大ピンチ!認知症の母の前に現れた謎の女性とのやりとり

19時30分。

わたしは東京の家でソファに寝転びながら、スマホで岩手の実家の様子を確認していた。
すると玄関先の見守りカメラのLIVE映像に、いきなり見知らぬ女性が!
こんな時間に人が映ることはまずない、誰だろう?

カメラの音声をONにして、母と女性のやりとりを聞き始めたが、話は最後のほうだった。

女性
じゃあ、ご都合のいいときにまた伺います。何時頃がいいですか?
いや、そちらさんの都合でいいですよ。

ん、何が?
女性はそういって帰り、母は玄関の鍵をかけた。
女性はまた来ると言っている、何の用だろう?

すぐにカメラの映像を数分さかのぼってプレイバックし、会話の内容を初めから聞いた。

女性
町内会費の集金に来ました~
あら、ご苦労様です。少々お待ちください。(一旦、居間に戻る)ちょっと細かいのがなくて、明日だったら大丈夫なんですけど。

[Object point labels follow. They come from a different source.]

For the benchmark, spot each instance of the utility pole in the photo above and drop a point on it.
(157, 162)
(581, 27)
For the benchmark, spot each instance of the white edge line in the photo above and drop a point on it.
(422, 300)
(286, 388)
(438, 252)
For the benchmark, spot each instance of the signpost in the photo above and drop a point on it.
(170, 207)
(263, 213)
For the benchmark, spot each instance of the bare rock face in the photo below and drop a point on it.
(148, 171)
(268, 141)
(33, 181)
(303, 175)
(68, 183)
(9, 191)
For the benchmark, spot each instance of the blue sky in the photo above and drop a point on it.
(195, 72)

見守りカメラの連続録画のおかげで、母と女性のやりとりがすべて分かった。こういうときにも、見守りカメラは大活躍する。

まず見知らぬ女性は、わたしの知らないご近所の方で、町内会の集金に来たようだ。
町内会の集金をする人は、残念ながら半年に1回交代する。だから、女性はわが家が初めてだし、もちろん母の認知症のことも知らない。

実家のすぐ隣の方は、わが家の状況を知っているのだが、町内中すべてがわが家の状況を知っているわけではない。おそらく女性は、母との会話に若干違和感を持ったはず。

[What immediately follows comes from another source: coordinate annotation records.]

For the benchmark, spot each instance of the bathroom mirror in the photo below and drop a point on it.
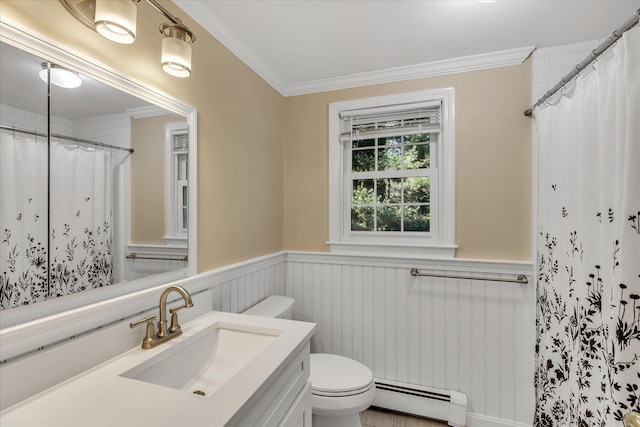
(118, 221)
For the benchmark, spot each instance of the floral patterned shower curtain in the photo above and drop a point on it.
(80, 207)
(588, 245)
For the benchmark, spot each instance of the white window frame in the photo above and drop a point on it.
(174, 235)
(440, 243)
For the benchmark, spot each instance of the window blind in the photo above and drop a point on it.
(180, 142)
(390, 121)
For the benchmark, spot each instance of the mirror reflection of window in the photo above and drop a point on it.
(180, 144)
(90, 120)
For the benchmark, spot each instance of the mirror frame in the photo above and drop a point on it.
(49, 50)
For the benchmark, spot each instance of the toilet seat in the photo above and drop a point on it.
(338, 376)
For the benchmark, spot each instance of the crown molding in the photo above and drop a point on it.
(464, 64)
(221, 31)
(145, 112)
(229, 39)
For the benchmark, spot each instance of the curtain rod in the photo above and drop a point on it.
(69, 138)
(594, 54)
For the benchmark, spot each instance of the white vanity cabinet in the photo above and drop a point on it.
(286, 400)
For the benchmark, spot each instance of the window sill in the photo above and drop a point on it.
(394, 250)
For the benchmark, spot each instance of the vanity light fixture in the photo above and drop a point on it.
(60, 76)
(176, 49)
(116, 21)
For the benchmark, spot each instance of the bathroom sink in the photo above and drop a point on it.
(205, 361)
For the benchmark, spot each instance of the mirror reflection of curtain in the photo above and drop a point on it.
(588, 249)
(23, 220)
(81, 220)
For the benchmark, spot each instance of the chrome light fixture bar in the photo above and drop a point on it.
(116, 21)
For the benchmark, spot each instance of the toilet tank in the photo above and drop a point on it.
(273, 306)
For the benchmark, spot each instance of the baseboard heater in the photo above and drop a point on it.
(445, 405)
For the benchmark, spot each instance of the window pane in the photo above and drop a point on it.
(363, 161)
(389, 218)
(417, 218)
(416, 157)
(389, 158)
(389, 190)
(390, 141)
(417, 190)
(185, 209)
(362, 191)
(362, 218)
(363, 143)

一方の母は、急に町内会費と言われたものの、自分の財布をすぐに見つけられない。困った母は「細かいのがない、明日なら大丈夫」と取り繕い、その場をしのいだのだ。

女性が「明日の何時に伺えばいいか?」と何回も質問しているのに、母は自分の予定が分からないので、時間が決められない。だから「そちらの都合で」と何度も答えていたが、集金の女性からすれば、そっちで決めてよと思ったはず。これも取り繕い。

結局この日は、翌日夕方17時に再び集金に来ることで映像は終わっていた。しかし、その時間は母ひとりだし、わたしは東京に居る。女性が来ても、母は町内会費のことなどもちろん忘れている。さて、どうやって町内会費を渡そうか。

実は2回目だった町内会費問題

実は今回のような事件は2度目で、前回はわたしが帰省中で外出していたときだったので、カメラで内容を確認して、翌日にわたしが応対した。その時の記事がこちら。

今回、わたしは東京で対応できないので、誰かにお願いするしかない!

ちょうど翌日は訪問リハの日なので、作業療法士さんに立ち会ってもらおうと考えたが、17時にいない。次に岩手の妹に連絡すると、実家に行く予定はあったが、17時まではいないとのこと。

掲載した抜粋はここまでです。